The mitral valve separates the heart's left atrium (upper chamber) from the left ventricle (lower chamber). It has two flaps, or cusps, and if the flaps don't close properly, the valve will leak.
"Many patients who need bypass surgery have mild to moderately leaky mitral valves because coronary artery disease causes the heart to enlarge and, in the process, pulls the mitral valve apart," said K. M. John Chan, B.M.B.S., F.R.C.S., C.Th., the study's lead author and a senior clinical research fellow at Imperial College in London, U.K. The patients in this study had a specific type of mitral valve leak called functional ischemic mitral regurgitation.
The dual procedures of valve repair and coronary artery bypass graft surgery (CABG) are typically reserved for patients with severely leaking valves. However, patients with moderately leaking valves who had both procedures had more improved exercise capacity and heart functioning, and their hearts were more likely to return to a more normal size than those with CABG-surgery alone.

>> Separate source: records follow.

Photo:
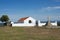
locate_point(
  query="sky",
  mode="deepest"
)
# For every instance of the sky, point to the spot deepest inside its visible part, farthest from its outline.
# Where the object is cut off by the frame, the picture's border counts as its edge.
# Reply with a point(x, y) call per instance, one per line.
point(38, 9)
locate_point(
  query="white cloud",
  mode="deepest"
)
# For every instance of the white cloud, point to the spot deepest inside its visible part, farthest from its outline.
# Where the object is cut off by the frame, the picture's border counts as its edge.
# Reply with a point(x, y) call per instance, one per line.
point(50, 8)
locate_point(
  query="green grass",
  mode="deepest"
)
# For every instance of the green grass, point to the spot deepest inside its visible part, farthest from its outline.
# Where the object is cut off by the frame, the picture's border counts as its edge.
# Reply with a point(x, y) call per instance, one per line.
point(20, 33)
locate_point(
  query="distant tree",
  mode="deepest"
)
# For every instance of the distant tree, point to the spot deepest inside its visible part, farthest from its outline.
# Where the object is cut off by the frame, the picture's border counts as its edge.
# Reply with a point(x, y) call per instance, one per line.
point(4, 18)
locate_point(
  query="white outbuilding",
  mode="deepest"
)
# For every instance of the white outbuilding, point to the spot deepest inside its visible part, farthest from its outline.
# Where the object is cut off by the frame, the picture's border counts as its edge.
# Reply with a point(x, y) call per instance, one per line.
point(26, 21)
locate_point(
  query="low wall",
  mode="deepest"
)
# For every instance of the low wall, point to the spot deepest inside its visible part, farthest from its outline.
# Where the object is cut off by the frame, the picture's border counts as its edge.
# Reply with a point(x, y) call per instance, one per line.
point(22, 25)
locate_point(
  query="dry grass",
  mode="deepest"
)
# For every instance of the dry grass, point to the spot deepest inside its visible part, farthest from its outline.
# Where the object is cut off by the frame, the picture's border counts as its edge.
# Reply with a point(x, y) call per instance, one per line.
point(32, 33)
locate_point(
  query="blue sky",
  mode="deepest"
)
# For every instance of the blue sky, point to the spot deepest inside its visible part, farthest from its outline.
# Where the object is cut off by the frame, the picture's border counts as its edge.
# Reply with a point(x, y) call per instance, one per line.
point(37, 9)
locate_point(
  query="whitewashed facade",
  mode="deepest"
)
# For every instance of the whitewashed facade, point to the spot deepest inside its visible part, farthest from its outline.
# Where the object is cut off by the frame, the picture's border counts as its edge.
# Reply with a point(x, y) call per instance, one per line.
point(26, 23)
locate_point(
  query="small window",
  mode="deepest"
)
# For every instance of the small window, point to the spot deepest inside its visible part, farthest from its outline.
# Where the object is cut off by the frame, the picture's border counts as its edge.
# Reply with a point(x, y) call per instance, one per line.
point(30, 21)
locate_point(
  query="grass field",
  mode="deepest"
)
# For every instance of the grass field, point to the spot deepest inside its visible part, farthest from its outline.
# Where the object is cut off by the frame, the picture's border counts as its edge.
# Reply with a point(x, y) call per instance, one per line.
point(18, 33)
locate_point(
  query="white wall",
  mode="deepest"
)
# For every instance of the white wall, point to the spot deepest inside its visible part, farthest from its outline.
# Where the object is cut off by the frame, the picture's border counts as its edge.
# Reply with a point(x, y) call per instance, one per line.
point(41, 24)
point(26, 23)
point(21, 25)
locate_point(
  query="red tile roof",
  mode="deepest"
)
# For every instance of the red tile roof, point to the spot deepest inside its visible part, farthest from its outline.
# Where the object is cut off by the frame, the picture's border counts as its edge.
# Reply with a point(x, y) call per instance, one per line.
point(22, 19)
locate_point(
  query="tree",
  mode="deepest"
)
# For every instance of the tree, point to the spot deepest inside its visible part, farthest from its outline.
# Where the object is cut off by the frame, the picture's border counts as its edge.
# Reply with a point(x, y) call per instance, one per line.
point(4, 18)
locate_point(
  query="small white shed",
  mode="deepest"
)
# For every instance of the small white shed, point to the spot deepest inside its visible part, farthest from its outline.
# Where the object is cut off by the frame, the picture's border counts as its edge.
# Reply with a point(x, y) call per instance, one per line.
point(26, 21)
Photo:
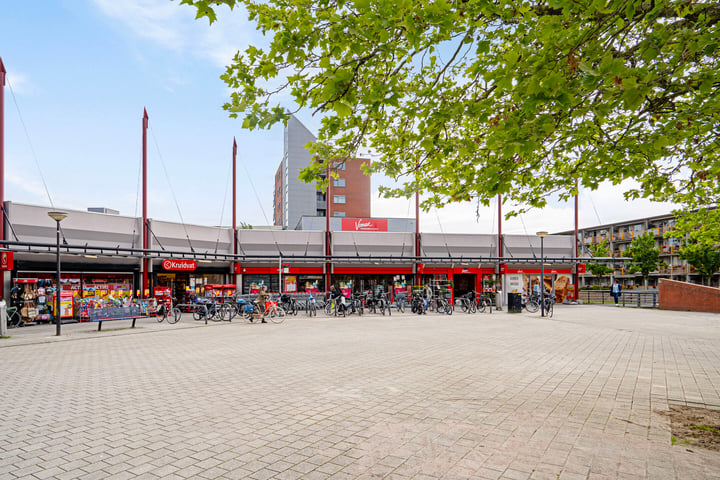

Blood markers associated with heart failure also improved for patients who had the dual surgeries versus CABG-only patients.
Even though surgeons don't typically repair valves with moderate leaks during bypass, CABG patients with leaky mitral valves fare more poorly after surgery than patients whose valves don't leak, Chan said.
Researchers randomized 60 patients to receive CABG only or CABG and mitral valve repair. All patients had moderate mitral valve leaks caused by ischemic heart disease. They tested patients' exercise capacity, heart function and heart size before and one year after surgery.
In the year after surgery:
- Patients who had mitral valve repair and CABG improved 3 ml/kg/min in exercise capacity compared to 1 ml/kg/min in patients who only had CABG.
- The heart size was reduced towards a more normal size by 24 percent in the dual-procedure patients versus 10 percent in the CABG-only group.
- Blood levels of plasma-BNP, which is increased when the heart muscle is over-stretched or in heart failure, was lower in those who had the dual procedure (54.8 pmol/l) compared to those with CABG only (108.9 pmol/l).